Investment paths: choosing your route
When investing in the generative AI tech stack, envisioning the future market structure of the foundational model market is crucial. We’re looking at two main scenarios here: it will either become a market dominated by a few of the large tech firms or an open ecosystem.
If you believe this market will have an oligopolistic structure and be dominated by OpenAI, Google, AWS, and Microsoft, it would be challenging, if not impossible, for smaller and innovative companies to make their mark. This scenario suggests a more cautious approach when investing in foundational models and when investing in the tooling layer as the big tech firms will then also dominate the tooling space. Investments in startups would then be directed towards the application layer instead.
The alternative is a more open ecosystem that would result in a larger, more flexible, and more innovative market. Here, the limitations of one-size-fits-all models spark the creation of specialized solutions catering to unique needs across various industries. This open ecosystem fuels innovation and broadens the investors’ horizons, offering opportunities in foundational models, the tools that build AI applications, and the applications themselves. In my opinion, this would be the preferred scenario.

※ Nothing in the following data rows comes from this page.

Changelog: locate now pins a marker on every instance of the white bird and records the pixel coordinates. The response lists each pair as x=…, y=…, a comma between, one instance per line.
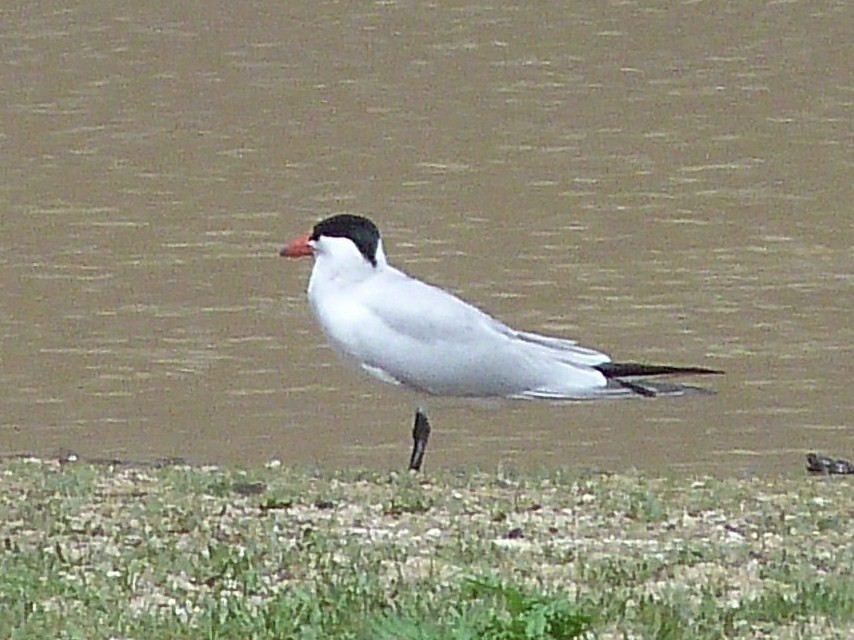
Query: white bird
x=406, y=332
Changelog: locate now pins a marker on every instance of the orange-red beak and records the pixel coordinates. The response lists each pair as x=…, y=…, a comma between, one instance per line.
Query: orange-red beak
x=299, y=248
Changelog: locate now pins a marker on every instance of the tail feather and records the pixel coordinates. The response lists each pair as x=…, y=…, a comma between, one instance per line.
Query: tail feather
x=631, y=369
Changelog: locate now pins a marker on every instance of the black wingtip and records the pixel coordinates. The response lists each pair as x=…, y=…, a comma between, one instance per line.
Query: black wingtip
x=631, y=369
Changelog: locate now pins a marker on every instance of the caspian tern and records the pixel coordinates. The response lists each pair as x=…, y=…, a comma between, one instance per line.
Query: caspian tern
x=406, y=332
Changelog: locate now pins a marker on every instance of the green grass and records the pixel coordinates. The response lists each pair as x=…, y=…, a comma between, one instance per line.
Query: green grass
x=101, y=552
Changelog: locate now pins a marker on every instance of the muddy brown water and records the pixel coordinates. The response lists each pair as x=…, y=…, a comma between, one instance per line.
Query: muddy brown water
x=665, y=184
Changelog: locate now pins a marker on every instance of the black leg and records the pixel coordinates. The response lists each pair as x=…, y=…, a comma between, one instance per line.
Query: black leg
x=420, y=436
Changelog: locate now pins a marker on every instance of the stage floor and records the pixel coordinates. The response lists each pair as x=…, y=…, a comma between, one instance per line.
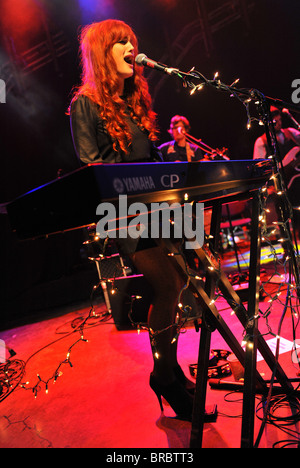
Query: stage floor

''Like every new technology, the gen AI revolution has created a market for middleware players. These are the ones that facilitate prompting, enhance datasets, and evaluate models. These tools bridge the gap between foundational models and the polished applications we use daily."
The power of proprietary data
Tech investors know that the data feeding the AI model is key for evaluating an AI business model. The uniqueness of a startup’s data can significantly differentiate it in the AI market. To create datasets both structured datasets (like ERP exports) and unstructured data (such as emails) are used to create unique datasets and to train and refine AI applications. Another term you often encounter when reading about Gen AI is the vector database. Vector databases store information as vectors, numerical representations of data objects clustered based on similarity. This design enables low-latency queries, which is necessary for generative AI applications.
The evaluation stage is especially interesting as developers need to optimize for model performance, costs, and latency. Finding the optimal solution can be done by iterating on prompts, switching between foundational model providers, by finetuning the model. Finding the right balance between these factors can be challenging, and startups like Orquesta and Promptlayer, jump in this area by offering low/no code tools that facilitate the prompt iteration process and enable switching between foundational models to evaluate associated costs.
Deployment and continuous observation
Once a model has passed the testing phase, it moves to deployment. The deployment can be done using third-party services or self-hosted with frameworks such as Fixie. The final, ongoing phase involves observability — closely monitoring the AI’s performance in a live environment to track its efficiency, cost-effectiveness, and responsiveness. Tools provided by companies like Arize and Observe are crucial at this stage, offering developers the insights needed to maintain and improve their AI applications post-launch.
For an overview of the Gen AI tech stack companies to watch, see the image below.
Image 1. Gen AI tech stack companies.
Conclusion
The generative AI sector is rapidly evolving, with new startups and solutions emerging at every layer of the tech stack. Keeping an eye on these developments and the players involved is essential for anyone active in the AI space, whether you’re a developer, investor, or tech enthusiast. The landscape is filled with opportunities for innovation, growth, and investment, highlighting the dynamic nature of the generative AI market and its potential to reshape industries.